In Louisville, Kentucky, Sisters met outdoors to pray at an Advent wreath. They meet each Sunday at 12:15 p.m. during Advent and the candles are lit every night from 5:30 p.m. to 11:30 p.m.

They also met around a pinata.

The history of the pinata is filled with folklore and legend. We may never know exactly how, where, or when the pinata came to be because they are present in almost every region of the world and the people have their own unique folklore about its history.

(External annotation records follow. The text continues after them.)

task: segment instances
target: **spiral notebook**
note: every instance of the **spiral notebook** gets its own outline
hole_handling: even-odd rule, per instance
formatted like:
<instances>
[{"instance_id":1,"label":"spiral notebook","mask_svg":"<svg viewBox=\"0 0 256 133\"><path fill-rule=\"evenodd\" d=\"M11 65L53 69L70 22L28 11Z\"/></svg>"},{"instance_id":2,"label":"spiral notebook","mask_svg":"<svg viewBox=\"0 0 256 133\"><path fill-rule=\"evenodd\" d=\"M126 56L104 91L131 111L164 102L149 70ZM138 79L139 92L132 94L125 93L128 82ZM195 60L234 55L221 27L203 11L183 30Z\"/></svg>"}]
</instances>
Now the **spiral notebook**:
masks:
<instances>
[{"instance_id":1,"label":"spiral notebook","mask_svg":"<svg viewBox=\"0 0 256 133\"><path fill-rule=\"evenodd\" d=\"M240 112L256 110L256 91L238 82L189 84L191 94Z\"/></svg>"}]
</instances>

The first recorded incidence of pinatas points to China. Marco Polo in the 13th century discovered the people were using hollowed figures of cows, buffaloes, and other animals in their celebrations. The figures were filled with seeds to signify abundant harvests. Legend claims that Marco Polo brought back some of these versions to his native Venice, Italy. From there it spread to Spain. The Spanish Missionaries brought them to the New World to teach the natives about religious doctrine. The Missionaries were very surprised to see that the Native Americans had their own version of the pinata. The Missionaries used a seven-pointed star pinata. The seven points represented the seven deadly sins of greed, gluttony, sloth, pride, envy, wrath, and lust. The candies inside represent the temptation of wealth and earthly treasures. The blindfold on the person trying to break open the pinata represented not being able to see, so the importance of faith (blind faith). Since it was always hung above the heads of the participants, it symbolized what the faithful sought by looking toward the heavens. The stick that broke the pinata stood for righteousness, virtue, or faith. The spilled goodies represent the reward for those who wait in faith.